The world’s most popular primate adopts—and is adopted by—a pair of feline pals.
image via youtube screen capture
To even the most causal of primate-philes, Koko the gorilla is famous for two things: A mastery of over one thousand words of sign language, and an adoration of all things feline. It was her love of cats that was on full display leading up to her 44th birthday this past summer summer. Wrote Gorilla Foundation director and lead researcher Penny Patterson at the time:
About a month ago, Koko began letting me know what she wants for her (44th) birthday (July 4th) which we’re celebrating today — a new kitten to care for.
She started dropping hints by leaving books and magazines open to photos and drawings of kittens, alone and in family settings, for me to conveniently see. Koko has been without a kitten for a few years now, and while she would probably prefer taking care of a baby gorilla with an extended family, I know she will be more than happy to “mother” a kitten in the meantime — it’s in her nature to nurture others!

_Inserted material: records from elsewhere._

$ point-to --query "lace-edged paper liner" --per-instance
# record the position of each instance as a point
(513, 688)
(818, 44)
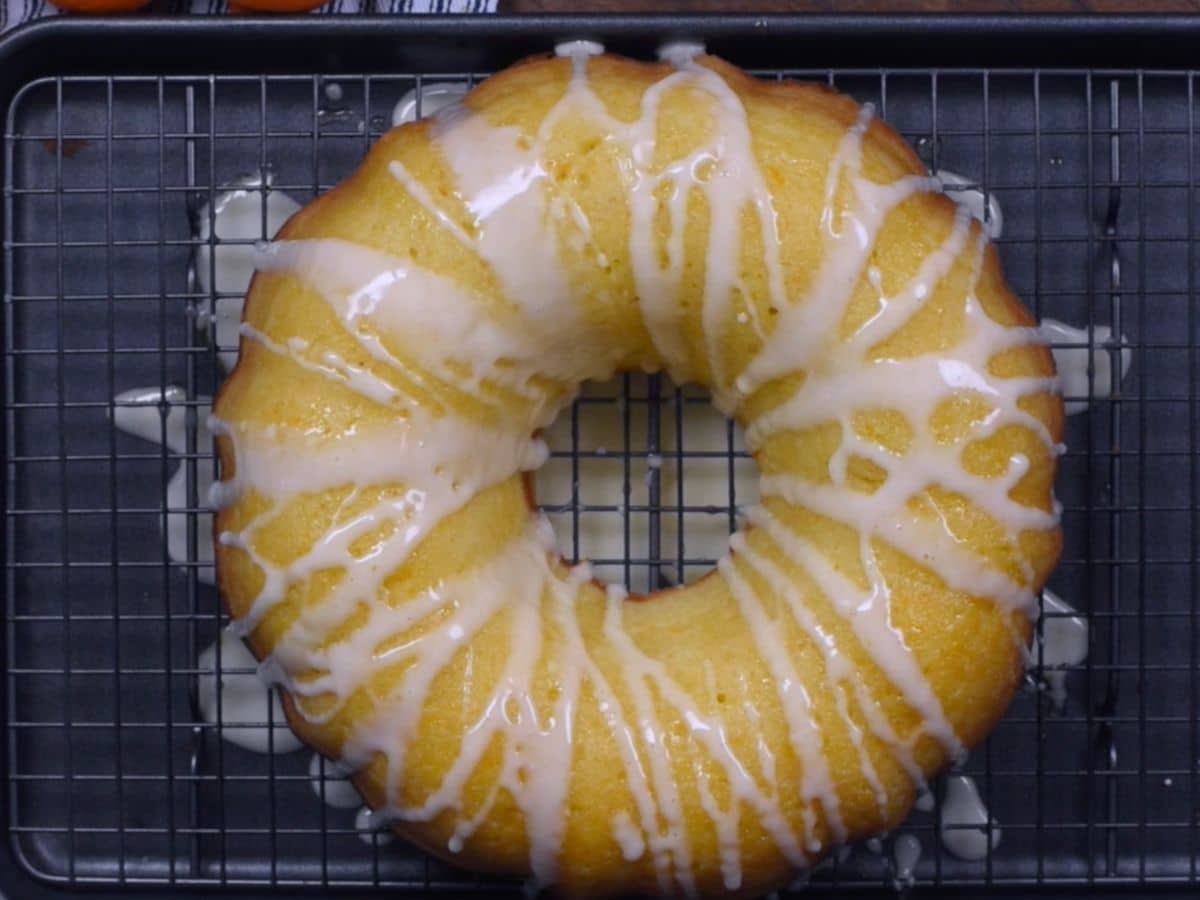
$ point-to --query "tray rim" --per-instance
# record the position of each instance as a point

Koko’s feline fixation began over thirty years ago, in 1983, when the then-preteen gorilla requested a cat as a Christmas present from her caretakers. Koko’s relationship with her tail-less kitten, “All Ball,” was cut tragically short after the later was hit by a car—later described in the bestselling picture book, Koko’s Kitten. Since then, Koko has had a number of cat companions to look after, and in 2010 began regularly receiving “kitten visits” arranged by the Humane Society. Still, it had been some time since the gorilla had had cats to call her own—something she clearly missed.

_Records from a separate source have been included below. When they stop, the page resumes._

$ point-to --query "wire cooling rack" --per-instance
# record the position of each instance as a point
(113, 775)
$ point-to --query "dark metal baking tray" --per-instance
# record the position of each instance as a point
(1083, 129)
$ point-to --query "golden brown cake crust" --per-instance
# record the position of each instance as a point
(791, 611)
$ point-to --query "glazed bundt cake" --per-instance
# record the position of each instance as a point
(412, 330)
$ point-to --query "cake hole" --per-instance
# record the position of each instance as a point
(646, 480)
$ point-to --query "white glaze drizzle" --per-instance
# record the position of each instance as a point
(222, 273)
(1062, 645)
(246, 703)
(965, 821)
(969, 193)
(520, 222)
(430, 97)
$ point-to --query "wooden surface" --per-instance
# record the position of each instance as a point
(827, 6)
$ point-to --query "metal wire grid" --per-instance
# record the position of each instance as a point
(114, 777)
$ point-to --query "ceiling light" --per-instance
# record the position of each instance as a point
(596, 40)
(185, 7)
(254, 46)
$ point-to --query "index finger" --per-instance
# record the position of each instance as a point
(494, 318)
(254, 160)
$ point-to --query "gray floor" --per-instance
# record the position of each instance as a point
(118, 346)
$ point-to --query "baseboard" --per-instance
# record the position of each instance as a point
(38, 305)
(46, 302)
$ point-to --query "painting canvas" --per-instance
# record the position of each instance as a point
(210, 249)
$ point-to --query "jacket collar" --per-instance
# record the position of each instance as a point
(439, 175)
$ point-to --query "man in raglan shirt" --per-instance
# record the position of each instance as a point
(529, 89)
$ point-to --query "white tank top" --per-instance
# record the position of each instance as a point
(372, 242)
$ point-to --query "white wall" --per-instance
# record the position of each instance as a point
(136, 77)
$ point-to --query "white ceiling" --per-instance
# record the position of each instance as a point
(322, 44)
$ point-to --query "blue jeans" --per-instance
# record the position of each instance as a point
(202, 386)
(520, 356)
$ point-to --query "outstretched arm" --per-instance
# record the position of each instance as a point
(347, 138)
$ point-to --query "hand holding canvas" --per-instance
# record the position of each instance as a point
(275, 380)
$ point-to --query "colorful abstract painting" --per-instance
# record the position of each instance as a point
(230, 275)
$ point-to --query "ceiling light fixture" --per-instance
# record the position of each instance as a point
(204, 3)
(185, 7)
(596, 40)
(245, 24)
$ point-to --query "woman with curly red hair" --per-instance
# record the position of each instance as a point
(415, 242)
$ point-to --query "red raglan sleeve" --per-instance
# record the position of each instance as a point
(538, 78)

So, on her 44th birthday, Koko was presented with a litter of kittens, as requested, from which—unbeknownst to her at the time—not one, but two were to become her permanent companions. The whole experience was captured on tape, and was recently made public by The Gorilla Foundation. Watch as an animal at least six times stronger than a human being gently caresses a tiny kitten, even letting it paw around on top of her head:
This is the only glimpse of Koko and her new cats we’ve been shown thus far, but the Gorilla Foundation has teased the possibility of using this latest interspecies relationship as the basis for a forthcoming sequel to Koko’s Kitten.